Are breakfast bars healthy? It depends on the bar you’re talking about, of course, but it also depends on your definition of healthy.
Prevention magazine says that healthy breakfast bars should contain no more than 15 grams of sugar and at least 5 grams each of fiber and protein. At LiveStrong.com, they say 6 grams or less of sugar, at least 4 grams of fiber and at least 5 grams of protein. Fitness magazine’s 2012 Healthy Food Awards for Breakfast Bars recognized 8 varieties from brands like Clif, Corazonas and Kind. The winners had minimal added sugar, 200 or fewer calories, and at least 3 grams of fiber and protein per serving.
Despite the best intentions, nutritional guidelines like these miss the mark. More important than analyzing the nutrients and tallying up the calories in a product after the fact is understanding what goes into making it. A genuinely healthy breakfast bar should be made of whole foods and other wholesome ingredients. Very few bars on the market are, however, and many are as processed as any candy bar.
1. Added Sugar
Breakfast bars can have a lot of added sugar, but manufacturers can make it seem as though they don’t. Ingredients are listed in order of predominance, with those used in the greatest amounts first. By using a variety of added sugars, manufacturers can list them separately and lower down among the other ingredients. Two of the breakfast bars that earned Fitness’s Healthy Food Award contain 6 different sugars, including organic dried cane syrup, organic brown rice syrup, organic oat syrup solids, sugar, molasses, pineapple juice and vegetable glycerin/glycerol.
Organic or not, “natural” or not, all added sugars, with the possible exception of honey, are processed. The taste of sweet should come straight from the source, from whole foods and ingredients. LARA Bars, for example, may be a bit higher in sugar than other breakfast and energy bars, but all of it comes from fruits like dates, bananas and raisins.
2. Soy Protein Isolate
Soy protein isolate is found in many breakfast bars and is used to establish their protein content.
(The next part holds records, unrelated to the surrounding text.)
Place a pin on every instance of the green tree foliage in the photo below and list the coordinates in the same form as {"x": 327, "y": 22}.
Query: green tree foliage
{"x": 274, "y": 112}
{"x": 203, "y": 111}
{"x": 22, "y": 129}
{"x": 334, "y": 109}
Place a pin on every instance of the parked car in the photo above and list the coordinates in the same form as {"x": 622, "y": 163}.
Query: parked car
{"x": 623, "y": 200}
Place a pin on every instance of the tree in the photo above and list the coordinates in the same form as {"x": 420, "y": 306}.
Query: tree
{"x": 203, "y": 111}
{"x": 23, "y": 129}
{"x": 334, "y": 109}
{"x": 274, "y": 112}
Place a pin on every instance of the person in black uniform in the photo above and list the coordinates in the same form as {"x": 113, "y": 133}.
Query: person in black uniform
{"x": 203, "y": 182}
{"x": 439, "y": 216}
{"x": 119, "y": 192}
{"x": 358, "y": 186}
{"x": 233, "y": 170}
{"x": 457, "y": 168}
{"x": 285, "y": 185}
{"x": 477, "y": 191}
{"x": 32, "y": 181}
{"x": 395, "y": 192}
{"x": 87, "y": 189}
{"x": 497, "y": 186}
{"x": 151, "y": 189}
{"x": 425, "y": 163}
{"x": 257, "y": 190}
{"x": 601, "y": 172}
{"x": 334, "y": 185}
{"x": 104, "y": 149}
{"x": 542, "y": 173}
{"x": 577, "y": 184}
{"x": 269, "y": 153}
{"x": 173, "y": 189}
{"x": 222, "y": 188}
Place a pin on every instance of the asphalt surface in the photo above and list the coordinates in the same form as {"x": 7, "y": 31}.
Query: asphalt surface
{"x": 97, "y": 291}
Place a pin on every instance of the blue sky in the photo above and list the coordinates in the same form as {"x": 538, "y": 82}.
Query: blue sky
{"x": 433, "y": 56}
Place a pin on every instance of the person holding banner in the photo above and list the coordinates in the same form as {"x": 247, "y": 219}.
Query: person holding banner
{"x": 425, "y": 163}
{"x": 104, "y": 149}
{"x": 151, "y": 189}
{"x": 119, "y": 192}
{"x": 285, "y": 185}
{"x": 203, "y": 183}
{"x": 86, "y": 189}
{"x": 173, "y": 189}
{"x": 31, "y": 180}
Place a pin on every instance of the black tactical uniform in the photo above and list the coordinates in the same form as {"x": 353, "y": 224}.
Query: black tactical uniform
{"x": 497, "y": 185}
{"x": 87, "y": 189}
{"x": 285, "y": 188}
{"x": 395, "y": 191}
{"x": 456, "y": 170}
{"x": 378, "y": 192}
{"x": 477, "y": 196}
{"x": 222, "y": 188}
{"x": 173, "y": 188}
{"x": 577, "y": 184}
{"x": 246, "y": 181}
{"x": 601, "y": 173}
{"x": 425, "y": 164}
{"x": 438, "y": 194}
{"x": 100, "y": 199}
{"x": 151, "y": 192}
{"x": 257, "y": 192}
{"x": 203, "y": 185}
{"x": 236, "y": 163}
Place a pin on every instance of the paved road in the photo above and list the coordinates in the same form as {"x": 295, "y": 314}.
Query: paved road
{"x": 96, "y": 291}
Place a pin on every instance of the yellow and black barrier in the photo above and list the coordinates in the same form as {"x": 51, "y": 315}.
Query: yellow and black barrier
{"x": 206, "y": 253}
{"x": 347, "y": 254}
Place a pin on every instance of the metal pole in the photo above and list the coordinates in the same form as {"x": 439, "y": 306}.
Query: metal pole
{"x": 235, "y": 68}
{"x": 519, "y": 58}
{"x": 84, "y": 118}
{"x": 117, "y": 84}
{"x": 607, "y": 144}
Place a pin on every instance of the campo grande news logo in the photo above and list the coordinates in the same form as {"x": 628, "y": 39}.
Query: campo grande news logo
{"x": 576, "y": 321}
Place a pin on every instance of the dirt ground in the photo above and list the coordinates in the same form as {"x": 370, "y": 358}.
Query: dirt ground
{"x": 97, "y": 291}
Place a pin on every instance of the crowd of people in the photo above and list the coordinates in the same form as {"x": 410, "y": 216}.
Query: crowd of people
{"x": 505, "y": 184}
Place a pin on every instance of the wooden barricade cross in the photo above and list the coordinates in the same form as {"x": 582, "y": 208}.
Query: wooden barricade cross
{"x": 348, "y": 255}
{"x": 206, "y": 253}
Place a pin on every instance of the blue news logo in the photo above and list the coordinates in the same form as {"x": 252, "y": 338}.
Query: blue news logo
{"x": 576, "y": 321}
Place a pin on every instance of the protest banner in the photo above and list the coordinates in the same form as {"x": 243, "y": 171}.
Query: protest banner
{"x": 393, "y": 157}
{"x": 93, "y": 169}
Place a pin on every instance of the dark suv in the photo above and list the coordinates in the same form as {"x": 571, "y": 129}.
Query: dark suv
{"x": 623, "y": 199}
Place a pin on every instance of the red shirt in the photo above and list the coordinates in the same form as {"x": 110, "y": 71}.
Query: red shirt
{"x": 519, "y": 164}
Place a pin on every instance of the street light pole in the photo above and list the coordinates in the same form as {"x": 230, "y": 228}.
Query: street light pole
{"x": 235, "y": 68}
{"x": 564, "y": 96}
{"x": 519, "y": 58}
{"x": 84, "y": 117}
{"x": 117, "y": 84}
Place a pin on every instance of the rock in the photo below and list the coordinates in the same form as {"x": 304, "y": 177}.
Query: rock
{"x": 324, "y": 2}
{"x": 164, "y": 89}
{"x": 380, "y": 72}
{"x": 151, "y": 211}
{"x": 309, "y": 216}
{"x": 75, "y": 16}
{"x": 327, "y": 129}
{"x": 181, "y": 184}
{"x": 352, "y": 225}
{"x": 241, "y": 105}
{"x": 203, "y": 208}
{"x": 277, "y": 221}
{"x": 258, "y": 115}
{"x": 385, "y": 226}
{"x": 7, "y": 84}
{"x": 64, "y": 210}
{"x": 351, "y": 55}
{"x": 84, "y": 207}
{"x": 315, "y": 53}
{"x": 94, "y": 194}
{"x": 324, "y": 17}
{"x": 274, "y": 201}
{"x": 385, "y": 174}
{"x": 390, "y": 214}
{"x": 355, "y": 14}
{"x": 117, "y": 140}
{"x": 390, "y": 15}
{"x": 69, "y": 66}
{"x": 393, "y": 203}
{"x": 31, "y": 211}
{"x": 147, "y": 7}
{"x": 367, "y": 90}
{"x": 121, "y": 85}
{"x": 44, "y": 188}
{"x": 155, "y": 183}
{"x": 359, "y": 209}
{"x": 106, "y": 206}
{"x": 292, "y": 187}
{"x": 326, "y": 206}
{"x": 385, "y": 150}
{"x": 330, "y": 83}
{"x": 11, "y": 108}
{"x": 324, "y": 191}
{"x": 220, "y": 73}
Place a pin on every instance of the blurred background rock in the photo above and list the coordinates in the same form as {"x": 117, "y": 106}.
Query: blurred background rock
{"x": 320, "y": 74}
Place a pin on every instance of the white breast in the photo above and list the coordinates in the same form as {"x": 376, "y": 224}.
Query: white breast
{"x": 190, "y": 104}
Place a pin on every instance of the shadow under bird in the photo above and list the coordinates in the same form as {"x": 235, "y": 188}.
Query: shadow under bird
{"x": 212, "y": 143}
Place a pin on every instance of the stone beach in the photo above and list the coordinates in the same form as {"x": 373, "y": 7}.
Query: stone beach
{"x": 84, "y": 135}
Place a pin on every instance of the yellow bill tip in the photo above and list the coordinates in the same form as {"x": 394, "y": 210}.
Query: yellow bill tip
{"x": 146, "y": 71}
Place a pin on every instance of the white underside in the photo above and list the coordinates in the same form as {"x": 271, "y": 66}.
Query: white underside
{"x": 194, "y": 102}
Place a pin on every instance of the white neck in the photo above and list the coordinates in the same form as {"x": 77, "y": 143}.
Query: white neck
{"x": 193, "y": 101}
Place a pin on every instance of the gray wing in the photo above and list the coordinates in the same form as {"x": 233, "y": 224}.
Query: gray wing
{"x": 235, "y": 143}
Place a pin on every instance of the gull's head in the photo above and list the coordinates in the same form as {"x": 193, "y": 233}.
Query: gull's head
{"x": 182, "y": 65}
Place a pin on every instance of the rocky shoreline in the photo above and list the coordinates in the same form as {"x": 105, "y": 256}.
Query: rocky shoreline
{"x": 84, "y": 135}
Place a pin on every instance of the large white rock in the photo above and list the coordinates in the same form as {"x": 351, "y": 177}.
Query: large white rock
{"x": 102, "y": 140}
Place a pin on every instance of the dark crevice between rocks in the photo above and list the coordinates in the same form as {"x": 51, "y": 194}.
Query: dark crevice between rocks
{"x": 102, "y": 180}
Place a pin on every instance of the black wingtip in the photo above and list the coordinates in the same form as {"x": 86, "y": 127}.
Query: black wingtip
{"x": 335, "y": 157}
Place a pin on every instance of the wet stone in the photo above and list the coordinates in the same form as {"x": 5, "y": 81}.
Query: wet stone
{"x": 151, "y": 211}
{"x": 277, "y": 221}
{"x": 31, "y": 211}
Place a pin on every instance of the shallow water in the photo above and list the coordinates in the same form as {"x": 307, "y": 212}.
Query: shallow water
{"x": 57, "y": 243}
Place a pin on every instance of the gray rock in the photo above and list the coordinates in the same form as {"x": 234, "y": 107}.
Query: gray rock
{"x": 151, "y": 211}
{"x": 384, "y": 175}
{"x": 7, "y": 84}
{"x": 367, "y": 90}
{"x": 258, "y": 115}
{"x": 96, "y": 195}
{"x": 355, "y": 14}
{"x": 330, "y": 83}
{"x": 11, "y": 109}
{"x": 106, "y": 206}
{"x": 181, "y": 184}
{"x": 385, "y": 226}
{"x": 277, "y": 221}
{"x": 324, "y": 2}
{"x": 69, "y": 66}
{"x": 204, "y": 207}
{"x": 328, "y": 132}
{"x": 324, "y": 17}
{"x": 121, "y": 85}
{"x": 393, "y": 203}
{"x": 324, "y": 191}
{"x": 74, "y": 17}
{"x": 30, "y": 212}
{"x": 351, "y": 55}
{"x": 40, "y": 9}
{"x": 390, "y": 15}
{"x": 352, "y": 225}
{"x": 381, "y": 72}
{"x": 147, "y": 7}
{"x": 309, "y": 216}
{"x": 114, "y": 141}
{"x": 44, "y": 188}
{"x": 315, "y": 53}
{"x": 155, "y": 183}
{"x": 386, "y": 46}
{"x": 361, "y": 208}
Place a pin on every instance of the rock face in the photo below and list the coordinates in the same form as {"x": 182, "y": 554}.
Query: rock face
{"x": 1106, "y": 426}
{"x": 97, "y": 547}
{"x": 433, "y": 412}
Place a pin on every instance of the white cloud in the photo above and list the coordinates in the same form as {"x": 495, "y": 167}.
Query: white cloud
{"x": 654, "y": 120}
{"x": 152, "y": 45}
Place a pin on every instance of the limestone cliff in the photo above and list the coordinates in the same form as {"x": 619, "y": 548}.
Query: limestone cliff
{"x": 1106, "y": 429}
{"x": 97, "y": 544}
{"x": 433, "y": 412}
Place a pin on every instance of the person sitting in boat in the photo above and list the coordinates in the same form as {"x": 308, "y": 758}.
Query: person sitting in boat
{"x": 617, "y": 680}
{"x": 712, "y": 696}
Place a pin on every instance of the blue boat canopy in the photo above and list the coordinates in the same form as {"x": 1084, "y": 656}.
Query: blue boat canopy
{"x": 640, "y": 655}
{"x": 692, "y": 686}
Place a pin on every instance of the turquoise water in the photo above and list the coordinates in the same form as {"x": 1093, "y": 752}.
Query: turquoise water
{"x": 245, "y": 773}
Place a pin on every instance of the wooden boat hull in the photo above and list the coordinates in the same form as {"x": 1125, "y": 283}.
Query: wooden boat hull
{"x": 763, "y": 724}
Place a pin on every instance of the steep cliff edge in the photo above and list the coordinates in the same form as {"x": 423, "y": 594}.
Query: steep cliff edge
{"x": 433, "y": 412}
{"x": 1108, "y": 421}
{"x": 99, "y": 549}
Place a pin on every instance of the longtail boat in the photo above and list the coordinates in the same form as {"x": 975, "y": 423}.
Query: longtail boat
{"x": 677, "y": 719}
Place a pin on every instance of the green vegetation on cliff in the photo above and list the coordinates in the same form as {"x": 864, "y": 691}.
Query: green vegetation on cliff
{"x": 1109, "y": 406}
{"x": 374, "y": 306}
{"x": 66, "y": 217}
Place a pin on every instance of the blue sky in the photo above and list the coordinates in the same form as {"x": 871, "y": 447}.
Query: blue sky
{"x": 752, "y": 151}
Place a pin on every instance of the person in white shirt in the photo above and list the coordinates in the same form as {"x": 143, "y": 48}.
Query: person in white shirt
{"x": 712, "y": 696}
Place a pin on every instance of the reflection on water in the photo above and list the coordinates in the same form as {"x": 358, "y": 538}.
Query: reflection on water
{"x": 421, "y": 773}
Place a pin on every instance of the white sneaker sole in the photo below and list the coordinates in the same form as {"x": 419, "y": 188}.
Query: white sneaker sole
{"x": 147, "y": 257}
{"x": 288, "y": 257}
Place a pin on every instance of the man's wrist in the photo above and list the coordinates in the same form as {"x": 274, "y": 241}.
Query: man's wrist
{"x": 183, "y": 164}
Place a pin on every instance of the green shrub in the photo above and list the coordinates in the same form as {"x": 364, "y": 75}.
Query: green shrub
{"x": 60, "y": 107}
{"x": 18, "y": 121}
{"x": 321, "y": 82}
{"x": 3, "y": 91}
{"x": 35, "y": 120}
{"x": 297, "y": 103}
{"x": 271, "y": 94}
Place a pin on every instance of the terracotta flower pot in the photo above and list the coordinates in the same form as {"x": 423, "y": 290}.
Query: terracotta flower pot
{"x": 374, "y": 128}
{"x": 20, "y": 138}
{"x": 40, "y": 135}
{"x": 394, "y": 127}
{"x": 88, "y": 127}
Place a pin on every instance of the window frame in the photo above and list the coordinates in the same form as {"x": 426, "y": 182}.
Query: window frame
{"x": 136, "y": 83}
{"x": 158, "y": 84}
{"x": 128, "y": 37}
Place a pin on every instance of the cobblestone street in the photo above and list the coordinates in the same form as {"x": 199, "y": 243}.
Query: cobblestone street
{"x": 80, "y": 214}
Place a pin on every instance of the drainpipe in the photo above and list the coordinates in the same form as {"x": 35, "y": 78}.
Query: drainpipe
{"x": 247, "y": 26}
It’s the protein on which the breakfast bar is built and by which it becomes “an excellent source of protein.” Soy protein isolate, however, is hardly natural or wholesome.
In “Twinkie, Deconstructed,” Steve Ettlinger describes how soy protein isolate is manufactured. Soybeans are first heated and then pressed into flakes. Oil is extracted from the flakes by using the solvent hexane, which is obtained from natural gas. “The hexane solvent is so flammable,” writes Ettlinger, “that the entire extraction area, an OSHA ‘controlled environment,’ is off-limits… The risk of explosion is so severe that wrenches in the plant are made of special alloys that can’t cause sparks.”
The oilless flakes are dumped into “a vat of warm water and lye (or lime, ammonia, or tribasic phosphate)… After about an hour of gentle agitation, the proteins and sugars are dissolved and the protein can be extracted in an airplane hangarlike building full of centrifuges.” The next step involves adding hydrochloric acid to the mixture to curdle the protein, and the last step is to dry the soy protein isolate into any number of shapes and sizes, depending on its intended use.
Soy has come to be regarded as a healthy source of protein, but the many ingredients derived from it, including soy lecithin and soybean oil, in addition to soy protein isolate, are highly processed. Add to that the fact that 93% of soybeans planted in the U.S. are genetically engineered.
3. Isolated Fibers
Soluble vegetable fiber, agave fiber, citrus fiber, chicory fiber and oat fiber are some of the ingredients used to up the fiber content in breakfast bars, enabling manufacturers to claim that their products have this or that many grams of fiber per serving. But the fiber here is processed and tacked on to the product only to make it more marketable. It may not be harmful to health, but does it really do any good?
In most cases, breakfast bar manufacturers are not making us healthy foods. Rather, they are formulating products to fit a particular nutritional profile, such as the ones recommended by Prevention, LiveStrong.com or Fitness. Low in sugar? Check. High in protein and fiber? Check. Who cares how you get there as long as these numbers satisfy the latest guidelines? For balanced nutrition from whole foods, you’re on your own. And that’s actually okay, because you’d be better off with an apple and a handful of nuts anyway.